Whole Genome Sequencing (WGS)

What is whole genome sequencing (WGS)?

The genome, or genetic material, of an organism (bacteria, virus, potato, human) is made up of DNA. Each organism has a unique DNA sequence which is composed of bases (A, T, C, and G). If you know the sequence of the bases in an organism, you have identified its unique DNA fingerprint, or pattern. Determining the order of bases is called sequencing. Whole genome sequencing is a laboratory procedure that determines the order of bases in the genome of an organism in one process.

How does whole genome sequencing work?

Scientists conduct whole genome sequencing by following these four main steps:

  1. DNA shearing: Scientists begin by using molecular scissors to cut the DNA, which is composed of millions of bases: A’s, C’s, T’s and G’s, into pieces that are small enough for the sequencing machine to read.
  2. DNA bar-coding: Scientists add small pieces of DNA tags, or bar codes, to identify which piece of sheared DNA belongs to which bacteria. This is similar to how a bar code identifies a product at a grocery store.
  3. Whole genome sequencing: The bar-coded DNA from multiple bacteria are combined and put in the whole genome sequencer. The sequencer identifies the A’s, C’s, T’s, and G’s, or bases, that make up each bacterial sequence. The sequencer uses the bar code to keep track of which bases belong to which bacteria.
  4. Data analysis: Scientists use computer analysis tools to compare bacterial sequences and identify differences. The number of differences can tell the scientists how closely related the bacteria are, and how likely it is that they are part of the same outbreak.
EDLB laboratory photo of whole genome sequencing

How will whole genome sequencing transform disease detection?

Whole genome sequencing provides more detailed and precise data for identifying outbreaks than the current standard technique that PulseNet uses, pulsed-field gel electrophoresis (PFGE). Instead of only having the ability to compare bacterial genomes using 15-30 bands that appear in a PFGE pattern, we now have millions of bases to compare. That is like comparing all of the words in a book (WGS), instead of just the number of chapters (PFGE), to see if the books are the same or different. Using whole genome sequencing, we have found that some bacteria that appeared to be different using PFGE are actually from the same source. This has helped solve some outbreaks sooner.

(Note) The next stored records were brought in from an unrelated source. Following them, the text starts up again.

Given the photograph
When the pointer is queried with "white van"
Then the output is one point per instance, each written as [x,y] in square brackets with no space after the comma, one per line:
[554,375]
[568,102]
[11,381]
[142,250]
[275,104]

Whole genome sequencing is a fast and affordable way to obtain high-level information about the bacteria using just one test. Currently, the process to fully characterize bacteria requires two or more scientists to perform four or more separate tests including PFGE. WGS will greatly improve the efficiency of how PulseNet conducts surveillance.

PulseNet is actively validating next-generation sequencing (NGS) technology as well as developing, evaluating, and implementing the tools needed to analyze the data.

Meeting the challenges of whole genome sequencing.

In 2013, CDC began using whole genome sequencing to detect outbreaks caused by the deadly bacteria Listeria. Since then, this method has allowed scientists to:

  • Detect more clusters of Listeria illnesses
  • Solve more Listeria outbreaks while they are still small
  • Link ill patients to likely food sources
  • Identify new food sources of Listeria, such as caramel apples and ice cream

Learn more about how the Listeria Whole Genome Sequencing Project has improved the detection and investigation of foodborne outbreaks. 

CDC is quickly expanding the use of whole genome sequencing in state laboratories, and scientists will soon begin using whole genome sequencing for outbreak investigations of other foodborne pathogens, such as Campylobacter, Shiga toxin-producing E. coli (STEC), and Salmonella. CDC’s Advanced Molecular Detection (AMD) initiative partially funded the expansion of real-time WGS for food safety.

Through collaboration with CDC’s AMD initiative and the food safety program, PulseNet is establishing the structure to support a switch to whole genome sequencing, including training of public health microbiologists to perform sequencing, purchasing sequencing supplies, and updating systems for data analysis. These activities are critical to launching whole genome sequencing in public health laboratories and improving surveillance for foodborne disease outbreaks and trends in foodborne infections and antibiotic resistance.

As the use of whole genome sequencing expands, CDC’s national surveillance systems and laboratory infrastructure must keep pace with the changing technology. With modernization, CDC and its public health partners can continue to successfully detect, respond, and stop infectious diseases. Together, we can ensure rapid and less costly diagnoses for individuals and the evidence needed to quickly solve and prevent foodborne outbreaks.